The Ashantee army were at the gates of the town. Col. Southerland arrived with re-enforcements, but was beaten into the fort by the unyielding courage of the attacking force. A new king, Osai Ockote, arrived with fresh troops, and won the confidence of the army by marching right under the British guns, and hissing defiance into the face of the foe. The conflict that followed was severe, and destructive to both life and property. All the native and British forces were compelled to retire to the fort; while the Ashantee troops, inspired by the dashing bearing of their new king, closed in around them like tongues of steel. The invading army was not daunted by the belching cannon that cut away battalion after battalion. On they pressed for revenge and victory. The screams of fainting women and terrified children, the groans of the dying, and the bitter imprecations of desperate combatants,—a mingling medley,—swelled the great diapason of noisy battle. The eyes of the beleaguered were turned toward the setting sun, whose enormous disk was leaning against the far-away mountains, and casting his red and vermilion over the dusky faces of dead Ashantees and Fantis; and, imparting a momentary beauty to the features of the dead white men who fell so far away from home and friends, he sank to rest. There was a sad, far-off look in the eye of the impatient sailor who kept his lonely watch on the vessel that lay at rest on the sea. Night was wished for, prayed for, yearned for. It came at last, and threw its broad sable pinions over the dead, the dying, and the living. Hostilities were to be renewed in the morning; but the small-pox broke out among the soldiers, and the king of Ashantee retired.
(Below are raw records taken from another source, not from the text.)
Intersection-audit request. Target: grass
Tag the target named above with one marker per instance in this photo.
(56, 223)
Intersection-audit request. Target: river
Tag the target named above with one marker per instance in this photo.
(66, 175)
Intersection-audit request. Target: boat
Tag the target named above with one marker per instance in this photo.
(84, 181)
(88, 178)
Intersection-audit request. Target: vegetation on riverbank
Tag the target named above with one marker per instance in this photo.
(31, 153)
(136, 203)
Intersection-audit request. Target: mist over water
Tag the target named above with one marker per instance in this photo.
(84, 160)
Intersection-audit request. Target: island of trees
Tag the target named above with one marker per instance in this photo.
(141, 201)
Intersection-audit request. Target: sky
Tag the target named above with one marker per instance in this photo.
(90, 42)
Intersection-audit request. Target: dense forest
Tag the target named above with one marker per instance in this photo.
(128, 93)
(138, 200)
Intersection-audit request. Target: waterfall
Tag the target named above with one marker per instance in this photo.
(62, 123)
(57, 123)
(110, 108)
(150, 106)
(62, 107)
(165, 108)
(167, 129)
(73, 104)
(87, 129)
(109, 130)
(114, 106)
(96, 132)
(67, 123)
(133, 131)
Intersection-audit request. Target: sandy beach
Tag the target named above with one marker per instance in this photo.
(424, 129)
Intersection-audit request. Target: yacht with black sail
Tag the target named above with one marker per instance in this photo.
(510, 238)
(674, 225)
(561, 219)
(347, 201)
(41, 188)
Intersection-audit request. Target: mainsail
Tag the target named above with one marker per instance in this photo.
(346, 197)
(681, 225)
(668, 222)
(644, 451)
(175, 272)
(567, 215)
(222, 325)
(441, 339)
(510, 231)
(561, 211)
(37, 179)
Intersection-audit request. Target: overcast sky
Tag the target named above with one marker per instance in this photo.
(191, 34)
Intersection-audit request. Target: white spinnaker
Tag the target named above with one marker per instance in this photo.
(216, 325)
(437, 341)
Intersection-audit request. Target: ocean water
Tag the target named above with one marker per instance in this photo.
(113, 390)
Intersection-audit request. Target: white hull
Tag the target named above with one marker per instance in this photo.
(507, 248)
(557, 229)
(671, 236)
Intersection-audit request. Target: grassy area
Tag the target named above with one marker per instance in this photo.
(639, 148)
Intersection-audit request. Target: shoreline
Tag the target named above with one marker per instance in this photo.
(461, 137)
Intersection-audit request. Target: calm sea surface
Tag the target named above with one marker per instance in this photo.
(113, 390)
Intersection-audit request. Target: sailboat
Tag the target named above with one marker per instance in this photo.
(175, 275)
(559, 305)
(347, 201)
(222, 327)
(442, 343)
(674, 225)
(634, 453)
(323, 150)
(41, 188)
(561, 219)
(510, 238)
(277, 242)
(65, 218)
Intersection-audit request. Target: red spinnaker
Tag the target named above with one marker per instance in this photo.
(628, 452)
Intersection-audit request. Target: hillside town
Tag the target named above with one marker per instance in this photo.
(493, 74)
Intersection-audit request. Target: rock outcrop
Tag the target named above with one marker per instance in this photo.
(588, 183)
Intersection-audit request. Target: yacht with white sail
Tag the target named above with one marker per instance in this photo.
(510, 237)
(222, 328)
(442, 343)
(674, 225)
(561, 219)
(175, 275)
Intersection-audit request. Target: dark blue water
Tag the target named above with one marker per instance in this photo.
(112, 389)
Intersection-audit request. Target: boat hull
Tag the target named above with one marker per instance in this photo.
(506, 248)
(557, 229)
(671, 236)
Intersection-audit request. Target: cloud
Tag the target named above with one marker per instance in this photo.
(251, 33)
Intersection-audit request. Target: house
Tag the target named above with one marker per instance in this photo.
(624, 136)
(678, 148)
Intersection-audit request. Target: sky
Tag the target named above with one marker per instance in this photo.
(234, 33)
Sir Neill Campbell was appointed governor-general at Cape Coast. One of his first acts was to call for all the chiefs of the Fantis, and give them to understand that hostilities between themselves and the king of Ashantee must stop. He then required Osai Ockoto to deposit four thousand ounces of gold ($72,000), as a bond to keep the peace. In case he provoked hostilities, the seventy-two thousand dollars were to be used to purchase ammunition with which to chastise him. In 1831 the king was obliged to send two of his royal family, Kwanta Missah, his own son, and Ansah, the son of the late king, to be held as hostages. These boys were sent to England, where they were educated, but are now residents of Ashantee.
Warsaw and Denkera, interior provinces, were lost to the Ashantee empire; but, nevertheless, it still remains one of the most powerful Negro empires of Western Africa.